Sudan alleged over the weekend that the Ethiopian National Defense Forces (ENDF) and its allies killed six of its soldiers during an attack in a disputed border region. Ethiopian government spokesman Legesse Tulu denied the claims the day after and clarified that “A large group of insurgents, bandits and terrorists had entered [from Sudan]. The Ethiopian National Defence Force and the local militia have destroyed them.” Khartoum’s information provocation occurred right around the time that the ENDF liberated the town of Chiffra in northern Afar Region.
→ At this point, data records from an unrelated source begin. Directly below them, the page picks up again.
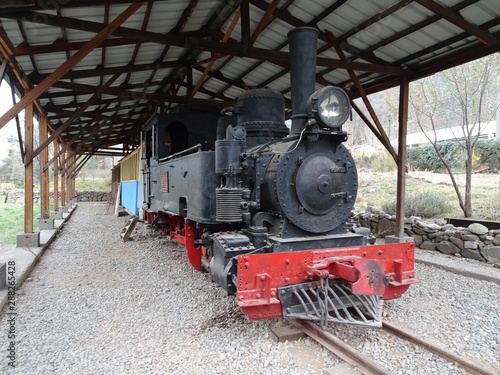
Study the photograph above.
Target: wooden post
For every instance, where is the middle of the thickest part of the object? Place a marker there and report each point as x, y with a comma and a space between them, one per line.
52, 78
45, 200
56, 176
401, 159
63, 180
28, 170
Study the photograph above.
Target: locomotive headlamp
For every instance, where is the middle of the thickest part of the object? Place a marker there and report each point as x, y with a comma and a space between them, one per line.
329, 106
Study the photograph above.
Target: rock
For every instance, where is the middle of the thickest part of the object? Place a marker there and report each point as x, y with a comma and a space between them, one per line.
470, 245
472, 254
362, 230
447, 247
470, 237
477, 228
418, 231
491, 253
457, 242
418, 240
428, 227
496, 240
428, 245
446, 227
386, 227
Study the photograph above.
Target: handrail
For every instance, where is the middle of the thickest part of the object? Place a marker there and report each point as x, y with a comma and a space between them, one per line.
183, 152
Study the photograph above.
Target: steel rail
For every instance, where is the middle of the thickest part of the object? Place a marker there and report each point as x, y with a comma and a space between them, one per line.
340, 348
450, 356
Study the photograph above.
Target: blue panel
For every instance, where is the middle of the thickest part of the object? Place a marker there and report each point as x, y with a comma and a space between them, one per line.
130, 196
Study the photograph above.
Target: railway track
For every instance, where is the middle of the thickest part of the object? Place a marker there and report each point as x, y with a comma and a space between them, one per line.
367, 366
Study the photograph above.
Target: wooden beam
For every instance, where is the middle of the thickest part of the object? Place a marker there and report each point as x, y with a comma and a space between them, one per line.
6, 49
56, 176
28, 169
101, 71
63, 180
245, 23
33, 95
385, 140
3, 69
75, 115
211, 63
401, 162
459, 21
175, 39
45, 200
266, 18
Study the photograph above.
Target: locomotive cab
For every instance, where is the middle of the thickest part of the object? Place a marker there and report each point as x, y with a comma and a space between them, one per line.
264, 210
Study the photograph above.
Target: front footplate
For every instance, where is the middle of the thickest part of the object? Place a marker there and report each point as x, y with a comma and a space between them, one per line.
365, 275
331, 302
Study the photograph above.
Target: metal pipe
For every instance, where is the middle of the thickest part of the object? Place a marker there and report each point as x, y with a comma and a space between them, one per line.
303, 49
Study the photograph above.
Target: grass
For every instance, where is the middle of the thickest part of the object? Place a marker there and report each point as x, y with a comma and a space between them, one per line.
12, 214
12, 220
379, 189
93, 184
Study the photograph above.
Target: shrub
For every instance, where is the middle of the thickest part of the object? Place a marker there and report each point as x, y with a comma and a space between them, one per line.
489, 153
382, 162
425, 204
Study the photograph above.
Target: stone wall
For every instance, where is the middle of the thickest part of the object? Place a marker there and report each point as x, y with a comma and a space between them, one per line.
82, 196
475, 241
17, 196
93, 196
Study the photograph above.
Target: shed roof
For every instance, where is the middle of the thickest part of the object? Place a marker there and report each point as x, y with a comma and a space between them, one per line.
205, 52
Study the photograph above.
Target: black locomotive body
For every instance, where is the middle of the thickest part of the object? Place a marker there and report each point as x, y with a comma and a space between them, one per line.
264, 209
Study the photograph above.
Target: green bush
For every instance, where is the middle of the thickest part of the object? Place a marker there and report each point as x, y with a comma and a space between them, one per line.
425, 204
378, 163
488, 151
425, 158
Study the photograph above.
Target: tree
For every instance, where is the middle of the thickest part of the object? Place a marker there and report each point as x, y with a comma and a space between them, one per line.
464, 97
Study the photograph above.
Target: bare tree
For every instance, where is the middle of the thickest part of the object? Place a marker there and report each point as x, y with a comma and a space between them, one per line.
465, 97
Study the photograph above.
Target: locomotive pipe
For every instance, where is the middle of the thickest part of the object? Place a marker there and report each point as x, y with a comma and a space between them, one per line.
303, 49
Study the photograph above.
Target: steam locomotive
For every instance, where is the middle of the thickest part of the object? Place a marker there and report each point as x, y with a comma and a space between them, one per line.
264, 209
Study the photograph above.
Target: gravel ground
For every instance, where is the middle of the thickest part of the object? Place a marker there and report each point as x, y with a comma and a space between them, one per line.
97, 305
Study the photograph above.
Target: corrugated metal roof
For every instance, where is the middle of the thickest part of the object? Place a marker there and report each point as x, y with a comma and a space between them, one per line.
186, 38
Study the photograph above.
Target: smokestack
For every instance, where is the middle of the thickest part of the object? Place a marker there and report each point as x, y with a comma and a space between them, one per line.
303, 49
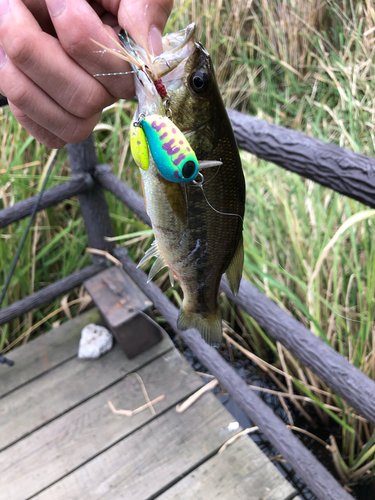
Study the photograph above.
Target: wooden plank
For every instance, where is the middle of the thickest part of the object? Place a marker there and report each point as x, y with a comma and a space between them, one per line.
45, 352
146, 462
58, 448
242, 472
52, 394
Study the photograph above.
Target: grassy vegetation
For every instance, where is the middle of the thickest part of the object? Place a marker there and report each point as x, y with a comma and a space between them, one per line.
304, 64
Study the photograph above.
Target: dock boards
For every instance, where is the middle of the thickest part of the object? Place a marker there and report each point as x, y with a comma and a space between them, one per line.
59, 439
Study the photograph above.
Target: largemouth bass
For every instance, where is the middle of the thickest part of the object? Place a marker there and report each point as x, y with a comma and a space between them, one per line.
197, 225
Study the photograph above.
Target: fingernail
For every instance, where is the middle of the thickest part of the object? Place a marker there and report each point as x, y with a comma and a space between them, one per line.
3, 57
154, 41
4, 8
56, 7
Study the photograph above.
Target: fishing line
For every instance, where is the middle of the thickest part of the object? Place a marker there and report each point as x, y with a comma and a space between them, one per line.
25, 234
200, 185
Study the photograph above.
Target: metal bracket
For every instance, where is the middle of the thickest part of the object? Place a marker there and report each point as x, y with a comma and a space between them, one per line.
125, 310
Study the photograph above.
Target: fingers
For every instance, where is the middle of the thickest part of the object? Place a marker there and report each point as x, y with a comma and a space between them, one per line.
51, 95
41, 57
38, 113
76, 37
41, 134
145, 21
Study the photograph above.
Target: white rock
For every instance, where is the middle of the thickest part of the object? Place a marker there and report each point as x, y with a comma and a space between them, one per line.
95, 341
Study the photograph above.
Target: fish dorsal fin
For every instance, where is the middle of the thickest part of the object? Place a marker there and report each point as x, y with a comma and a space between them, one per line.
234, 271
157, 266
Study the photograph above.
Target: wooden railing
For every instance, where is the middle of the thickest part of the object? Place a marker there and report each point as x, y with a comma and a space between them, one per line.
344, 171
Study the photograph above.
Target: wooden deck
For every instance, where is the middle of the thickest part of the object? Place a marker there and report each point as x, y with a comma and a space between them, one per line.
60, 441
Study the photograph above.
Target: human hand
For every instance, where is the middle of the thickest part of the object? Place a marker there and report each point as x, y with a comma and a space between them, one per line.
47, 59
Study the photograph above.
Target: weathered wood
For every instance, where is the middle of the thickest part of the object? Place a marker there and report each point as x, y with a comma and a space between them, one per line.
45, 352
241, 472
125, 309
150, 459
51, 197
346, 172
48, 454
50, 292
94, 207
123, 192
329, 365
348, 381
315, 475
58, 391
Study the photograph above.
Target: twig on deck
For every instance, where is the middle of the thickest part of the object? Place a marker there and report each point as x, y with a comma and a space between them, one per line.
186, 404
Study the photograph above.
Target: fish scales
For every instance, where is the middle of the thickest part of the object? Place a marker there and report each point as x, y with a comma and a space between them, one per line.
198, 230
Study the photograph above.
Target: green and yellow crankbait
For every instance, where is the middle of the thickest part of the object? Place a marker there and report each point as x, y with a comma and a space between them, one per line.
171, 151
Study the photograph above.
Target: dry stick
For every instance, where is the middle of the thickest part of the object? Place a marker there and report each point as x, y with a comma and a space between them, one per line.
193, 398
149, 403
236, 436
130, 413
335, 370
315, 475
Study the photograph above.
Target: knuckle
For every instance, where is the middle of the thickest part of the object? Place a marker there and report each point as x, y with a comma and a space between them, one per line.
95, 99
20, 50
75, 131
19, 95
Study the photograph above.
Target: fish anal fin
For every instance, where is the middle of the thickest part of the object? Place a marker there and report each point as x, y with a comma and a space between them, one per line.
234, 271
209, 327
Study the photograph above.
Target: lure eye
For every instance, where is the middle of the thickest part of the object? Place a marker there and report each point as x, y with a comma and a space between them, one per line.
199, 82
188, 169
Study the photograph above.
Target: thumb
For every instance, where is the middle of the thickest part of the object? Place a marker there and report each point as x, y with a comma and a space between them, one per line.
145, 21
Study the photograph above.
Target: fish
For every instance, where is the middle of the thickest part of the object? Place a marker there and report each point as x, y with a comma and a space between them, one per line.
197, 224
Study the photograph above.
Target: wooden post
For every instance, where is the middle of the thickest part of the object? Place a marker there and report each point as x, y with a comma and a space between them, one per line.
348, 173
315, 475
93, 202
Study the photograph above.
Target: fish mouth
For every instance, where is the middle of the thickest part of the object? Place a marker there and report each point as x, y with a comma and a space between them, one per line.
176, 48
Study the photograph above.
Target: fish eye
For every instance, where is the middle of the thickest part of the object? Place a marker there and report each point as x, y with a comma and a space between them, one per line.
188, 169
199, 82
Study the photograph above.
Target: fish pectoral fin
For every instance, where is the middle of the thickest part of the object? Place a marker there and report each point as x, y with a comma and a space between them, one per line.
157, 266
153, 251
209, 327
234, 271
171, 277
209, 164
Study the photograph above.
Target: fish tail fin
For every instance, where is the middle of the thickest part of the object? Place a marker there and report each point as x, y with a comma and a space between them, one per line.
209, 327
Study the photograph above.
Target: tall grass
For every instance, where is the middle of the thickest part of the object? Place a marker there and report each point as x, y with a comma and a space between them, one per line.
308, 65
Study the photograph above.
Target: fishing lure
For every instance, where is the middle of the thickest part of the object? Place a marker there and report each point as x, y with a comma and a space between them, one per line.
171, 151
This suggests that the two events might be connected, in particular, that Sudan sought to establish the pretext for possibly militarily provoking Ethiopia sometime in the coming future in order to save the TPLF on its Egyptian patron’s behalf.
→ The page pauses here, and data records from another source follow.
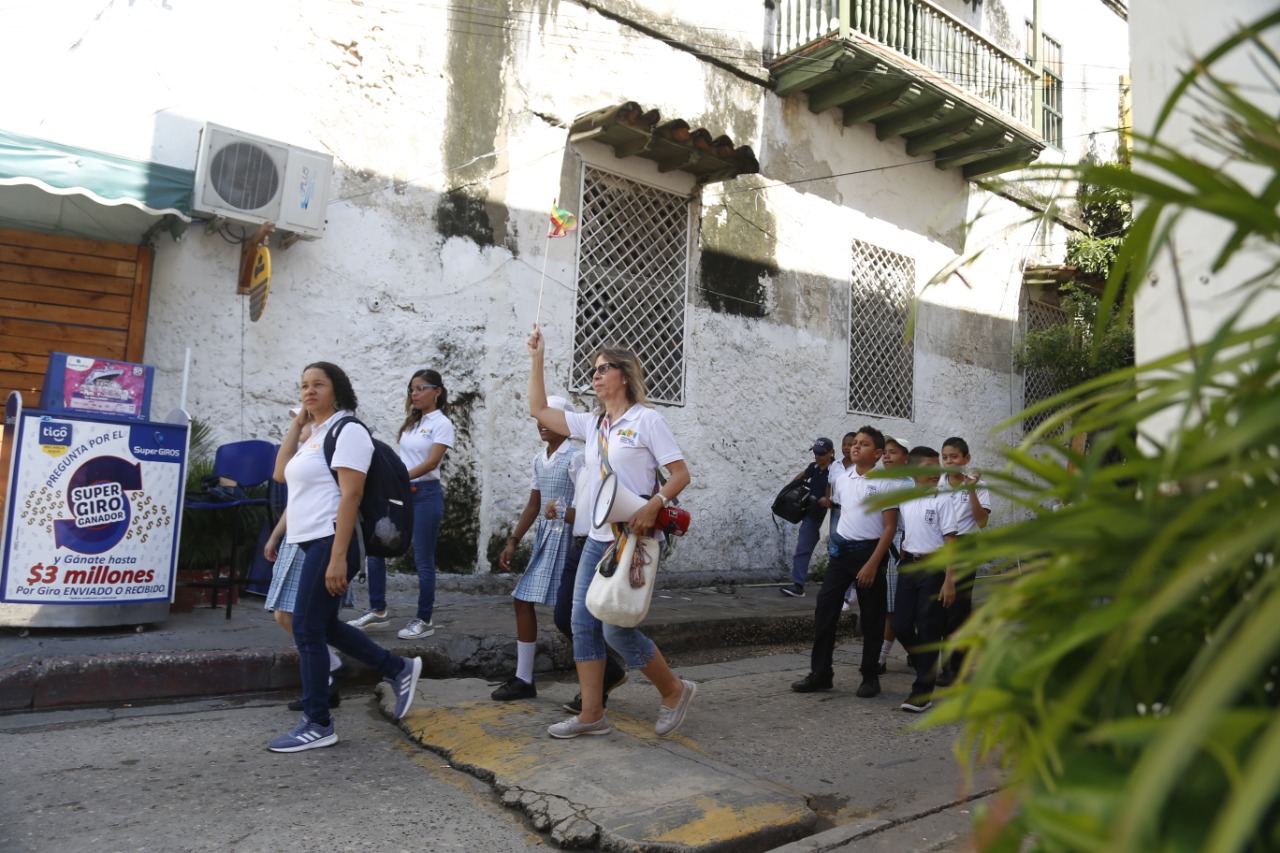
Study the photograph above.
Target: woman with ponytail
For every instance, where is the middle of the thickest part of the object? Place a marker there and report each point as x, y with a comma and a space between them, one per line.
425, 436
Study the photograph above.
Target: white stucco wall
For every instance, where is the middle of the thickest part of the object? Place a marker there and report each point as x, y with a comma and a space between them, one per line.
384, 293
1166, 37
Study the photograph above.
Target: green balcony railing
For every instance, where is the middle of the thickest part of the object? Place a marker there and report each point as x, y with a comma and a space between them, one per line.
936, 41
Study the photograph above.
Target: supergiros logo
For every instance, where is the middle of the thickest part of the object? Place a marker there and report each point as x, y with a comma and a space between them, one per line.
55, 437
99, 505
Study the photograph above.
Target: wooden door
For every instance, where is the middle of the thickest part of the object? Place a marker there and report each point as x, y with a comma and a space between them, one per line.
71, 295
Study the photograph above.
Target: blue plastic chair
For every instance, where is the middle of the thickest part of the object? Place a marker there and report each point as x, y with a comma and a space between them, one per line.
248, 464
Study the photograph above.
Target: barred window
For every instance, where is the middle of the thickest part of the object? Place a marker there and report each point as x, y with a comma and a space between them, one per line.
1051, 85
1038, 384
881, 359
632, 279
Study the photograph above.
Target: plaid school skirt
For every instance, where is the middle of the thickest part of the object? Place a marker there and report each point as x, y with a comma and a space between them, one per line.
286, 575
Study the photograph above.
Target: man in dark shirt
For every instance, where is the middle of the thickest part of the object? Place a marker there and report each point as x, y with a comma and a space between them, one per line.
814, 477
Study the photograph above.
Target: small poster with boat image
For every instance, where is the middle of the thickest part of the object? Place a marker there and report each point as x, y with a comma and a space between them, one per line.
97, 386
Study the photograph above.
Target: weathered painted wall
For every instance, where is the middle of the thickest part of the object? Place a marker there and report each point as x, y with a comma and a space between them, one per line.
1168, 36
448, 131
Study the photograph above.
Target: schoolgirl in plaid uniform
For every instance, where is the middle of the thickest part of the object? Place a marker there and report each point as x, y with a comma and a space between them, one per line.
553, 479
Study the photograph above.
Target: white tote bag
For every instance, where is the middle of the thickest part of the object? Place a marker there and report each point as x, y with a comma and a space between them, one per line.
622, 596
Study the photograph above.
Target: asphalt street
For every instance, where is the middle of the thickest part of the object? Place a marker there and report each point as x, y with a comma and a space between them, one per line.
196, 776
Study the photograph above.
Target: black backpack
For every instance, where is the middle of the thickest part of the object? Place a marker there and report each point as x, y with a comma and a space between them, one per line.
387, 507
792, 502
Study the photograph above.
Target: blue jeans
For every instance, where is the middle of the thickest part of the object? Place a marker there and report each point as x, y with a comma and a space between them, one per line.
316, 624
807, 539
590, 634
428, 514
833, 538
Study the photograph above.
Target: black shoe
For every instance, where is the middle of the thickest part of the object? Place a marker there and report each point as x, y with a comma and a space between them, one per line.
515, 689
869, 688
575, 705
812, 683
334, 698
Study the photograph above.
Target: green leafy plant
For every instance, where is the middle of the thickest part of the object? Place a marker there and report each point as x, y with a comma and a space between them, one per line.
1125, 667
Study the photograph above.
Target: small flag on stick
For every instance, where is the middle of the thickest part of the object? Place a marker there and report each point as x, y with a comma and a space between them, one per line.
562, 222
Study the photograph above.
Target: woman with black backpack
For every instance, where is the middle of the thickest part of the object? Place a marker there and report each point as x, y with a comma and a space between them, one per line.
324, 500
425, 437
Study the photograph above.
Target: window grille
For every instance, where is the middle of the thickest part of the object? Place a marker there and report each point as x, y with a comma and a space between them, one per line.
632, 279
881, 359
1038, 383
1051, 86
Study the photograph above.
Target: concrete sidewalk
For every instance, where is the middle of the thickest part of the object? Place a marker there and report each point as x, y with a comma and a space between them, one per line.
695, 790
202, 653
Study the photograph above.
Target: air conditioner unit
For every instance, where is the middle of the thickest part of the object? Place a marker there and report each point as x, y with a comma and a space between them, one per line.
251, 179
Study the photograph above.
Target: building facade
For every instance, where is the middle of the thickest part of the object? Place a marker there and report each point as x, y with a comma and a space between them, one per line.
794, 210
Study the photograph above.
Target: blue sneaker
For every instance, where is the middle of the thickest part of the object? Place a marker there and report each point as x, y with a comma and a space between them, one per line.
305, 735
406, 684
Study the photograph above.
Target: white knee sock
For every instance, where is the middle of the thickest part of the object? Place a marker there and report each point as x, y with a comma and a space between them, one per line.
525, 661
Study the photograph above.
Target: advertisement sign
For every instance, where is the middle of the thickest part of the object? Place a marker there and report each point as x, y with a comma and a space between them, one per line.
92, 511
96, 387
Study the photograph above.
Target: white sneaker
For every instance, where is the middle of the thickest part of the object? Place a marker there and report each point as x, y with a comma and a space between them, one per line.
370, 620
416, 629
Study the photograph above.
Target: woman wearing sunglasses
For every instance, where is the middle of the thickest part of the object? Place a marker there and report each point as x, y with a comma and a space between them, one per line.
425, 436
635, 441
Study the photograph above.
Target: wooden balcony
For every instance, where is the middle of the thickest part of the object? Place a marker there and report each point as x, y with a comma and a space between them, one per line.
913, 71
To explain this theory, the foreign-backed regime change terrorists are on the backfoot despite prior Western propaganda to the contrary, which was confirmed by the liberation of Chiffra. Prime Minister Abiy Ahmed, who’s leading the war effort from the front lines, also just called on the TPLF to peacefully surrender. It’s therefore clear that the dynamics have completely changed since early November when the TPLF was on the offensive after Ethiopia’s state of emergency inspired thousands of its citizens to volunteer with the ENDF in order to help their country survive its existential crisis. For this reason, it makes sense why the TPLF’s Egyptian backers might push their Sudanese proxy to consider provoking military tensions with Ethiopia in order to save this terrorist group from its impending defeat.
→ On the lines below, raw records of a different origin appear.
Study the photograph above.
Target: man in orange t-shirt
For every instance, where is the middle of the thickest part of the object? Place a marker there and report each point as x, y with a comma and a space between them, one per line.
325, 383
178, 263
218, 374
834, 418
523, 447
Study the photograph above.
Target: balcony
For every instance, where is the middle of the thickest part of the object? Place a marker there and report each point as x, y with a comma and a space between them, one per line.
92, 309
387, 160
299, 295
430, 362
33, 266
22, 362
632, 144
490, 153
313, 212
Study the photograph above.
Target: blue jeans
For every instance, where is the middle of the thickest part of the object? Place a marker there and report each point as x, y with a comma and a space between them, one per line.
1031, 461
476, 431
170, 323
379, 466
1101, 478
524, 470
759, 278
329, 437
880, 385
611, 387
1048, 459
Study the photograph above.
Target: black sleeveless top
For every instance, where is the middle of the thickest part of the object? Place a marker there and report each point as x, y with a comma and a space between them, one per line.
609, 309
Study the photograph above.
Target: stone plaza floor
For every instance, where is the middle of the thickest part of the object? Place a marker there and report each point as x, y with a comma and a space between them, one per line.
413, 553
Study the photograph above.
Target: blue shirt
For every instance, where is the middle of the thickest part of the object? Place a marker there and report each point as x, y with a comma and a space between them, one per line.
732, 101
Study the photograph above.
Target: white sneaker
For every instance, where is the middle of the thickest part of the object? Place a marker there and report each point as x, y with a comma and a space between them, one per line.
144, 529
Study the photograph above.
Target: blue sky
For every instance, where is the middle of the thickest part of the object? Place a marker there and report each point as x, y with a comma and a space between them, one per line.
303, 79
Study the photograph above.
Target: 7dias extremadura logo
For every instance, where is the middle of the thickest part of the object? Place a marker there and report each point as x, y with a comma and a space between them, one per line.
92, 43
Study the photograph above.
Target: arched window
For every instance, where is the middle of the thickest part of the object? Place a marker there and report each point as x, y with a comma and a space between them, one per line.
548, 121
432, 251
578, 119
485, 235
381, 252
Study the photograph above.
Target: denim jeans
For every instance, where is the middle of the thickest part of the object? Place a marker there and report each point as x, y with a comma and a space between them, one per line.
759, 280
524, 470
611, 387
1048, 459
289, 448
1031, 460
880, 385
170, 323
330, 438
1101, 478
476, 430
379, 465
Sudan, in its present form, cannot really be regarded as an independent country. Although the recent coup was partially reversed per the latest power-sharing deal that was agreed to in late November, that state still remains largely under its Egyptian neighbor’s influence. Khartoum also supports Cairo against Addis Ababa when it comes to the Grand Ethiopian Renaissance Dam (GERD) issue. Mr. Legesse’s claim that the TPLF invaded Ethiopia from Sudan suggests some level of support from the latter. This in turn lends credence to the scenario that this country might be pushed into militarily provoking Ethiopia under the false pretext of “defending” itself from the ENDF’s debunked “invasion”. That could serve to dramatically internationalize the conflict and buy the TPLF some time to reconsolidate its fleeing forces.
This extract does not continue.